Whether you’re shopping for a new heating and cooling system or making an emergency purchase because that “excuse for a furnace” finally conked out, there’s a lot riding on the choices you are about to make. And, of all the choices you’ll make, one of the most important is the first one: finding the right contractor.
The contractor is the linchpin of a quality installation. Get the right one, and you’ll reap the comfort and energy-saving benefits of a correctly sized and installed system operating at peak efficiency. Choose the wrong contractor who installs oversized equipment and your new system’s efficiency and comfort will not meet your expectations. Because finding the right contractor is so important, the U.S. Environmental Protection Agency’s ENERGY STAR program has compiled the following recommendations to help you make this selection.
Find the Right Contractor
A reputable contractor should always:
- Inspect the job on-site and provide a detailed bid in a timely manner.
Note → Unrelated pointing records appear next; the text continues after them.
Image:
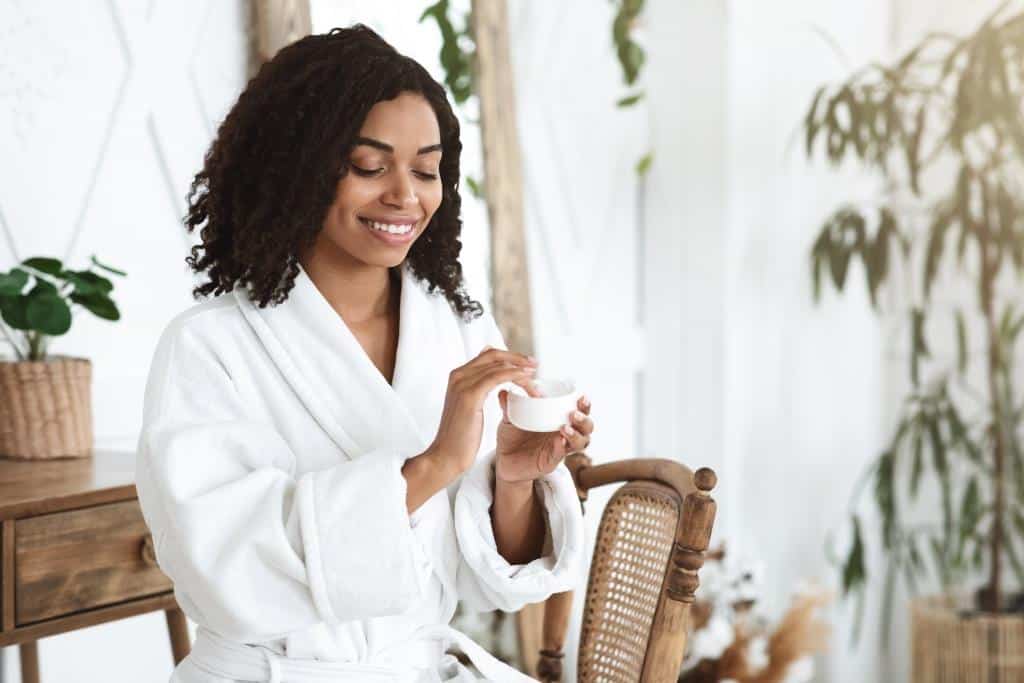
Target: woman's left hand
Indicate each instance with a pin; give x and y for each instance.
(524, 456)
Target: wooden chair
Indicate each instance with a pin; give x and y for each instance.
(649, 545)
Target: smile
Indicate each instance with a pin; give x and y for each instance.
(395, 228)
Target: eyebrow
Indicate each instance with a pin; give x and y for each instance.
(384, 146)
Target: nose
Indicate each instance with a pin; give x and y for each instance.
(400, 191)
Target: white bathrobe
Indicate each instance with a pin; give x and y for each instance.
(269, 472)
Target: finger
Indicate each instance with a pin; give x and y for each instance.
(582, 423)
(486, 381)
(491, 354)
(583, 403)
(559, 449)
(503, 400)
(478, 373)
(527, 386)
(577, 441)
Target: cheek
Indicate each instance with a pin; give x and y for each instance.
(350, 196)
(432, 199)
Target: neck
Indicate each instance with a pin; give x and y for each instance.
(358, 292)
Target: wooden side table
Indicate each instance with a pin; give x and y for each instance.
(76, 552)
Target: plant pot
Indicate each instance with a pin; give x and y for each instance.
(46, 409)
(953, 644)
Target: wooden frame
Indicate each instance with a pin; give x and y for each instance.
(667, 640)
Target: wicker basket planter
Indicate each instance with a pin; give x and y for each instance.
(46, 409)
(951, 645)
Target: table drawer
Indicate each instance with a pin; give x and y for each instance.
(70, 561)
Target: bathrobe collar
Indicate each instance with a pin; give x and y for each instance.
(335, 379)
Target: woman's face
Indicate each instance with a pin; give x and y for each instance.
(392, 187)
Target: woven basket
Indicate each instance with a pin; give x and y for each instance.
(953, 648)
(46, 409)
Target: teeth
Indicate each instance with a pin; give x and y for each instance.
(393, 229)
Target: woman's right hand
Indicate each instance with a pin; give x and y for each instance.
(461, 428)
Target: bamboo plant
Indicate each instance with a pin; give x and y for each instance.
(39, 296)
(943, 128)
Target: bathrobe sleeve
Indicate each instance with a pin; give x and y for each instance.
(255, 552)
(485, 580)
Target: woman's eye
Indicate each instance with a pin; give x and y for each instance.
(366, 171)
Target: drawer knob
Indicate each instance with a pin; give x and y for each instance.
(146, 551)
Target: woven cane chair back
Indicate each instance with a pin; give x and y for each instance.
(649, 546)
(631, 557)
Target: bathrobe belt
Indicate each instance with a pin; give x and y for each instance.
(239, 662)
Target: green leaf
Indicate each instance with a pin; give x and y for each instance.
(884, 497)
(933, 254)
(1015, 560)
(912, 150)
(50, 266)
(918, 467)
(970, 513)
(644, 164)
(98, 305)
(48, 313)
(939, 557)
(12, 283)
(919, 344)
(811, 125)
(12, 309)
(94, 282)
(854, 573)
(961, 342)
(630, 100)
(42, 287)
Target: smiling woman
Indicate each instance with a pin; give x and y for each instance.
(307, 141)
(393, 188)
(326, 463)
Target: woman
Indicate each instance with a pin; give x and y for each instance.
(324, 464)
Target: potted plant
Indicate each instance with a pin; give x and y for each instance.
(943, 128)
(45, 400)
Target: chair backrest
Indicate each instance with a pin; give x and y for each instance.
(649, 546)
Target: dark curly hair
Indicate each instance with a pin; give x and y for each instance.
(271, 173)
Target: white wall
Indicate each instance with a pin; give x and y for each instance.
(105, 111)
(787, 400)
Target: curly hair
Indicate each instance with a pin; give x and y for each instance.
(270, 174)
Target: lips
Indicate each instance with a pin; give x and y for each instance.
(392, 233)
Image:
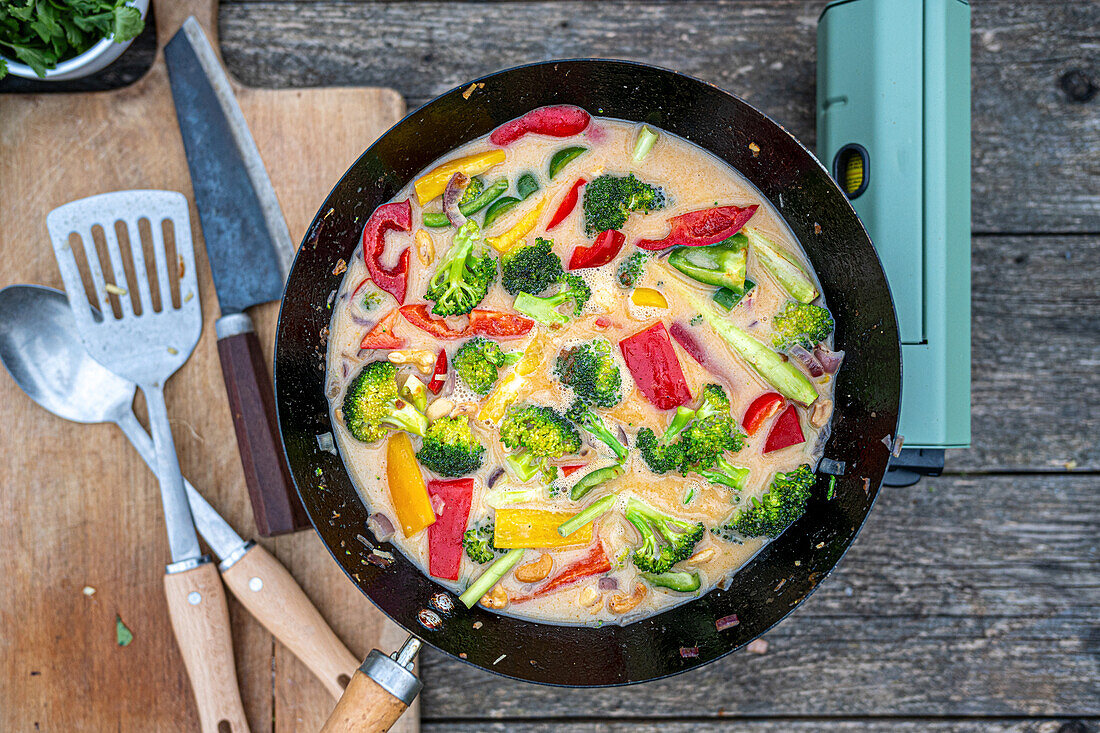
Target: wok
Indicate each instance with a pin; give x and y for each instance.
(867, 392)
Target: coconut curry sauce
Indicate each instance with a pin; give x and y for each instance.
(699, 306)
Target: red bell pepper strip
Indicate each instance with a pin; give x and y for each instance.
(656, 370)
(497, 325)
(701, 228)
(557, 121)
(570, 470)
(491, 324)
(762, 409)
(607, 244)
(439, 376)
(398, 217)
(787, 430)
(680, 332)
(568, 204)
(444, 535)
(593, 564)
(382, 335)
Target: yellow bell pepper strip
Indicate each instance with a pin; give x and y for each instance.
(432, 183)
(647, 296)
(514, 384)
(406, 485)
(536, 528)
(507, 241)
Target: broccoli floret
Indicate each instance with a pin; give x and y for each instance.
(679, 537)
(546, 312)
(473, 189)
(581, 414)
(372, 406)
(609, 199)
(530, 269)
(631, 269)
(477, 362)
(451, 448)
(538, 433)
(659, 457)
(801, 324)
(479, 543)
(592, 372)
(464, 274)
(781, 506)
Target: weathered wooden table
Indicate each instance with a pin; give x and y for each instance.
(969, 602)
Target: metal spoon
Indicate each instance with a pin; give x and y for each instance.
(42, 351)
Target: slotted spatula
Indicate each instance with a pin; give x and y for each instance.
(147, 325)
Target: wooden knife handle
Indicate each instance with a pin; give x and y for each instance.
(200, 621)
(275, 504)
(271, 594)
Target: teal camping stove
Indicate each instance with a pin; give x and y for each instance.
(893, 128)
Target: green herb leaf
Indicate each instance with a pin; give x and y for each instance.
(121, 632)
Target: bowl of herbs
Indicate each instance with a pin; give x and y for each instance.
(58, 40)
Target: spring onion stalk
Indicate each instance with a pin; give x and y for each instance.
(594, 510)
(491, 577)
(646, 140)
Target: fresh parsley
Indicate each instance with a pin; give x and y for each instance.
(42, 33)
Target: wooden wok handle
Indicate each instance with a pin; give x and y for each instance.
(275, 504)
(271, 594)
(200, 621)
(378, 692)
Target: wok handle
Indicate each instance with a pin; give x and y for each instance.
(200, 621)
(275, 504)
(380, 691)
(272, 594)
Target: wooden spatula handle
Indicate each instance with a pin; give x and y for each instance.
(275, 504)
(271, 594)
(200, 621)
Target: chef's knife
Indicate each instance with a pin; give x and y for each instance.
(250, 252)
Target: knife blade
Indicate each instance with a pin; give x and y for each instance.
(250, 252)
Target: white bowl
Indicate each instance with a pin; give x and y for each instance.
(94, 59)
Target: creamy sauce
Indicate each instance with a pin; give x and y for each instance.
(692, 178)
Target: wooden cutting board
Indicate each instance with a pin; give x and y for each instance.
(81, 538)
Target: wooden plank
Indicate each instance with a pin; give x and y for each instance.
(963, 597)
(1035, 373)
(785, 725)
(1036, 145)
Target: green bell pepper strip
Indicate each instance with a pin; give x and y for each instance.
(722, 264)
(491, 193)
(790, 275)
(562, 157)
(682, 582)
(593, 479)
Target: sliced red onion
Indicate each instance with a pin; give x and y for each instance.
(726, 622)
(806, 360)
(455, 187)
(381, 527)
(829, 360)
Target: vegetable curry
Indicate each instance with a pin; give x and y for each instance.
(580, 370)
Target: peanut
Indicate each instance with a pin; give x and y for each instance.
(425, 248)
(822, 412)
(439, 407)
(622, 603)
(496, 598)
(535, 571)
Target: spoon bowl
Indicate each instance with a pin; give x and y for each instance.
(41, 348)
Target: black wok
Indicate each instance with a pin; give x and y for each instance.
(867, 392)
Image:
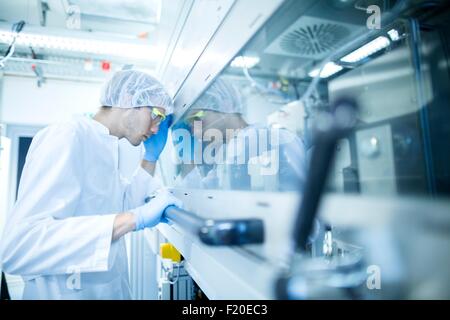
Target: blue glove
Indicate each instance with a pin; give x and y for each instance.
(155, 144)
(151, 213)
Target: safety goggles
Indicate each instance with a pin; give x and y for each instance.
(157, 115)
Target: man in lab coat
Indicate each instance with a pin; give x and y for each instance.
(64, 235)
(220, 110)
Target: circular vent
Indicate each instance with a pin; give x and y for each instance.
(314, 39)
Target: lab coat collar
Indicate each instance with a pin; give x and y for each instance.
(98, 126)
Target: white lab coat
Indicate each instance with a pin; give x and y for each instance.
(58, 234)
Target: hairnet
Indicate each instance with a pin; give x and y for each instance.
(221, 96)
(132, 88)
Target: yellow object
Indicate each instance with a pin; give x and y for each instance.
(168, 251)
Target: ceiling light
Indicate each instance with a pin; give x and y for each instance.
(367, 50)
(115, 48)
(244, 62)
(328, 70)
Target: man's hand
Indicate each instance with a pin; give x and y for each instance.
(150, 214)
(155, 144)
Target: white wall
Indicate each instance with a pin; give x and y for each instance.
(23, 102)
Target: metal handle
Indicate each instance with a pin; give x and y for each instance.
(330, 127)
(218, 232)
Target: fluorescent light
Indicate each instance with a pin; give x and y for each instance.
(328, 70)
(367, 50)
(123, 49)
(244, 62)
(394, 35)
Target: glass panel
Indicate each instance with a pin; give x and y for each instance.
(252, 129)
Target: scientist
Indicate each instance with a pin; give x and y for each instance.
(244, 156)
(64, 235)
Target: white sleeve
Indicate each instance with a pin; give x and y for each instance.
(43, 235)
(141, 186)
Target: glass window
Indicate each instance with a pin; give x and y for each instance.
(253, 128)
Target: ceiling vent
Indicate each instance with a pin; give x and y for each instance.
(310, 37)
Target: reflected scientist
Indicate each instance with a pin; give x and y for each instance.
(64, 235)
(232, 148)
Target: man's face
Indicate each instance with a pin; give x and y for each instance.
(140, 125)
(209, 120)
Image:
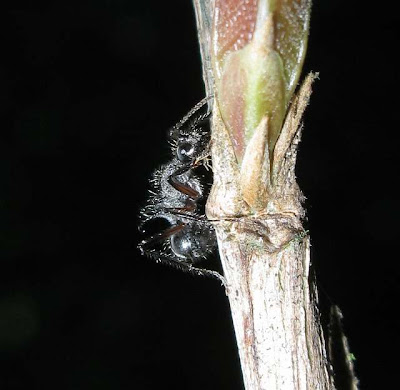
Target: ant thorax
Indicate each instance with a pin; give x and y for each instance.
(178, 194)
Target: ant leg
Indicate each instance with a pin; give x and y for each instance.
(168, 259)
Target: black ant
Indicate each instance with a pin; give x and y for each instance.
(176, 196)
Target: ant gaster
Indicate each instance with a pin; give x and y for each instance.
(176, 195)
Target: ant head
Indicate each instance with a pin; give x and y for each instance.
(192, 243)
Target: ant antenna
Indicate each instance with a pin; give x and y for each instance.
(196, 108)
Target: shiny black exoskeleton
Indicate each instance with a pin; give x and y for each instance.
(178, 196)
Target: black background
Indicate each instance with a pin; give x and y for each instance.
(87, 91)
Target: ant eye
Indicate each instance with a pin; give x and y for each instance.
(185, 152)
(183, 246)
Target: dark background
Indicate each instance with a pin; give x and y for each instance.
(87, 91)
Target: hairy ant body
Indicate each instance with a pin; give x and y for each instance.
(176, 196)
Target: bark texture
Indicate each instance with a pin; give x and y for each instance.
(255, 206)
- Be licensed and insured to conduct business in your area.
- Show their certification for refrigerant handling.
- Provide examples of other quality installation work, with customer names to contact.
Get Quality and Value
The contractor should:
- Show you a layout of where the equipment will be installed.
- Calculate the size of your new equipment using Manual J or an equivalent calculation tool.
- Show savings calculations for installing high-efficiency, ENERGY STAR qualified equipment.
- Diagnose needed duct repairs.
- Provide financing for the purchase, if necessary.
- Explain clearly how to properly operate the system.
- List in detail all the work that is being contracted.
- Specify all products by quantity, name, model number, and energy ratings.
- Provide and explain the manufacturer’s warranty and the labor warranty the contractor will stand behind.
Sign an Agreement
You and your contractor should sign a written proposal before work starts that includes:
- The total price and payment schedule.
- The scheduled start and completion date.
- A description of how disputes will be resolved.
- The contractor’s liability insurance and licenses, if required.
- List of paperwork and permits needed for the project.